A propos de VDE-GALLO, quelques étapes de plus de 60 ans d’histoire d’un petit label
C’est en 1964, comme JP (« jeunes paroissiens ») de la Croix-d’Ouchy à Lausanne (Vaud), que les frères André et Olivier Buttex, âgés de 18 et 20 ans, réalisent leur premier enregistrement pour disque, sur un appareil aux normes professionnelles entièrement construit par le cadet. Pressé à 200 exemplaires sous le label Philips, et diffusé avant tout dans la paroisse, ce super-45 tours (EP) comprend des pièces pour orgue, dont une création de l’interprète, Cristian Barblan, 19 ans, et trois negro spirituals par le jeune groupe paroissial Les Compagnons de la Bonne Nouvelle. Le bénéfice principal de l’opération est d’avoir réuni et stimulé les participants pour aboutir à une réalisation de qualité. Le bénéfice financier, une cinquantaine de francs, est réinvesti dans l’organisation d’un concours de composition de chansons d’inspiration chrétienne, sollicitant à la fois des créateurs (de tous les genres, aussi bien classique que «yé-yé» – c’est l’époque !) et des interprètes (chœurs, chanteurs, orchestres). C’est là qu’est choisi le nom de «Voix dans l’Eglise», partant de la conviction qu’il y a en Suisse romande des voix (poétiques, musicales) qui méritent d’être entendues, et que l’Eglise est, ou devrait être, un lieu accueillant et encourageant pour cela. Le concours est bien répercuté par les médias. Plus d’une trentaine de compositions inédites sont reçues, dont des cantiques qui figureront plus tard dans le Psautier des Eglises réformées romandes. Les quatre sélectionnées paraissent également sur un 45t. EP, cette fois sous le label VDE. Le logo a été dessiné sur la base d’un projet proposé par Pierre-Albert, le 3e frère Buttex, 16 ans, totalement sourd depuis l’âge de 6 ans.
Les contacts établis mettent en route des collaborations avec des jeunes chanteurs romands de l’époque (Claude Ogiz, Gabby Marchand, Stéphanie, Laurent Rebeaud, notamment), ainsi qu’avec les Compagnons du Jourdain, pionniers du negro spiritual en Europe francophone, qui enregistrent leur disque 30 cm «Bois d’Ebène», et les White Gospel Four. Pour accompagner l’enregistrement de ce dernier groupe, un jeune excellent musicien de Genève, encore inconnu du public mais dont la renommée est en train de se répandre rapidement dans les milieux musicaux, est engagé : Alain Morisod.
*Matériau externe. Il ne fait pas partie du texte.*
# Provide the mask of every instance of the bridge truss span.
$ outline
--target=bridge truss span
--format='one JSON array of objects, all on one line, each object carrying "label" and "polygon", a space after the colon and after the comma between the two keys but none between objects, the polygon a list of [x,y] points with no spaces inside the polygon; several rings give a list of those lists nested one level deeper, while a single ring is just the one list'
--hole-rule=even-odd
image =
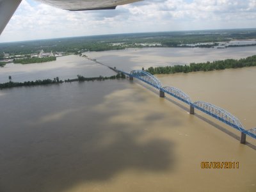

Rayonnante personnalité musicale lausannoise, la pianiste Denise Bidal habite le même immeuble et connaît les frères Buttex depuis leur naissance. Lorsqu’ils la sollicitent pour un enregistrement de musique classique, elle leur propose rien de moins que d’enregistrer le Trio qu’elle forme avec le violoniste Hansheinz Schneeberger (Bâle) et le violoncelliste Rolf Looser (Bienne), et pour des «premières» : le trio n°3 de Schumann, alors inédit sur disque, et le trio op. 43 de Willy Burkhard, en création ! Ce sera fait, sur deux appareils mono synchronisés, afin de pouvoir ensuite transférer en stéréophonie.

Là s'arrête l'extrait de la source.